Determine the kind of each of the following variables:

- `insp['score']`
- `insp['grade']`
- `viol['violation_accela']`
- `viol['major_violation']`
- `rest['business_id']`
- `rest['opened_date']`

### Feature types vs. data types

- The data type `pandas` uses is not the same as the "data type" we talked about just now!
    - Difference between feature type vs. computational data type.
- Take care when the two don't match up very well!

In [None]:
# pandas stores as int, but actually nominal
rest['business_id']

In [None]:
# pandas stores as string, but actually numeric
rest['opened_date']

## Data Cleaning: Quality Checks

We often start an analysis by checking the quality of the data.
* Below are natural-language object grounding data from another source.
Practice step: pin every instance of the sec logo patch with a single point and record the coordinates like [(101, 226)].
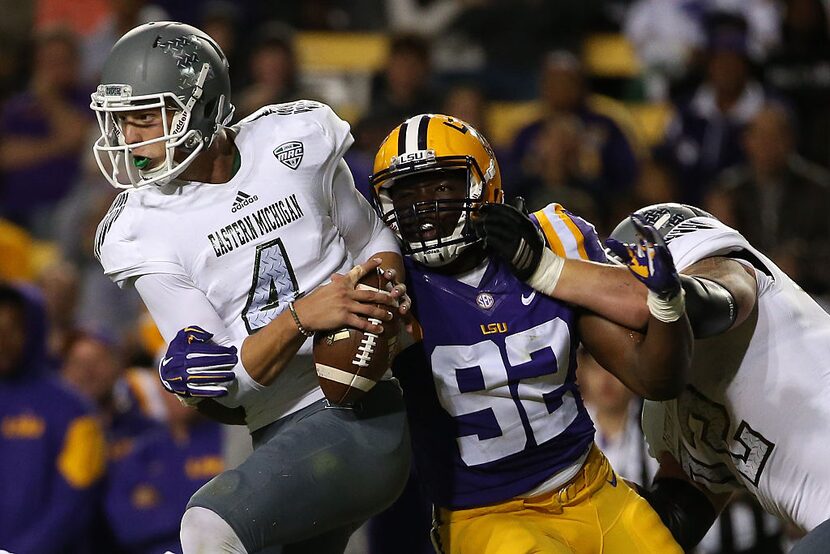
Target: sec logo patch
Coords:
[(485, 300)]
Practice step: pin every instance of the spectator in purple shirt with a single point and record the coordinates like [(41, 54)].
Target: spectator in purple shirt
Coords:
[(43, 132), (52, 446)]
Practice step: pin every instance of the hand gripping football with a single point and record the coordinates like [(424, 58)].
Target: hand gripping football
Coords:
[(349, 362)]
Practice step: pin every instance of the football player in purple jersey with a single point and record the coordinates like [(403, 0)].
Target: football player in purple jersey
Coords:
[(501, 301)]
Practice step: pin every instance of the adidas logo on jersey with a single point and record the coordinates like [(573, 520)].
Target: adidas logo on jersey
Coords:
[(290, 153), (242, 200)]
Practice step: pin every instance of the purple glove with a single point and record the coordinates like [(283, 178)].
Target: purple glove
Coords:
[(648, 259), (194, 366)]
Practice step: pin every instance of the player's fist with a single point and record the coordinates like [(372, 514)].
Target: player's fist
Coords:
[(509, 233), (648, 259), (195, 366)]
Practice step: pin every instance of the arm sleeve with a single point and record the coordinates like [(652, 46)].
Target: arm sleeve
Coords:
[(122, 249), (569, 235), (359, 225), (174, 303)]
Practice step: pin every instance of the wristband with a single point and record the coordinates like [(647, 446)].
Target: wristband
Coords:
[(666, 310), (303, 331), (546, 276)]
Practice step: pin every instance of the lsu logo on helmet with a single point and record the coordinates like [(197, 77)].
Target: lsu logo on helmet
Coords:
[(430, 143)]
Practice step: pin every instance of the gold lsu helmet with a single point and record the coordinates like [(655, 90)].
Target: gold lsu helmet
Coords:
[(425, 144)]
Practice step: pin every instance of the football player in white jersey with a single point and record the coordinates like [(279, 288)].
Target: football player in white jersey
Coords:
[(254, 232), (755, 413)]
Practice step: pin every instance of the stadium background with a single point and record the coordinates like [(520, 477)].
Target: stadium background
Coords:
[(601, 105)]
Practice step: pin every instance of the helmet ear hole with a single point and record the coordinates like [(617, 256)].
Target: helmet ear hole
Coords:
[(210, 109)]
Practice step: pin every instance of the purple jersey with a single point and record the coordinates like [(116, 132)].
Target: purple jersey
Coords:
[(491, 390)]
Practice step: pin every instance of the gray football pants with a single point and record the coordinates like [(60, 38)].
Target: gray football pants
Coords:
[(315, 476)]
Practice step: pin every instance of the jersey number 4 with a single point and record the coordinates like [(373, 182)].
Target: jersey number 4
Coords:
[(273, 286), (488, 397)]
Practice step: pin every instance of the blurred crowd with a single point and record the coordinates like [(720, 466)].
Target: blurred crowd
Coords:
[(744, 84)]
- Scope: Do the data match your understanding of the population? 
- Measurements and values: Are the values reasonable?
- Relationships: Are related features in agreement?
- Analysis: Which features might be useful in a future analysis? 

### Scope

In [None]:
rest.head(2)

### Measurements and Values

In [None]:
insp['grade'].value_counts()

In [None]:
insp.info()

In [None]:
(rest[rest.duplicated(subset=['address'])]
 .sort_values('address')
)

### Relationships

In [None]:
# Useful to check whether ZIP codes match!
rest[['address', 'zip']]

In [None]:
insp[['score', 'grade']]

### Analysis

- Most interested in:
    - `rest` df: `business_id`, `name`, `address`, `opened_date` from `rest`
    - `insp` df: `business_id`, `inspection_id`, `score`, `grade`, `completed_date`, `status`
    - `viol` df: `inspection_id`, `violation`, `major_violation`, `violation_text`, `violation_accela`
- Also, let's rename a few columns to make them easier to work with.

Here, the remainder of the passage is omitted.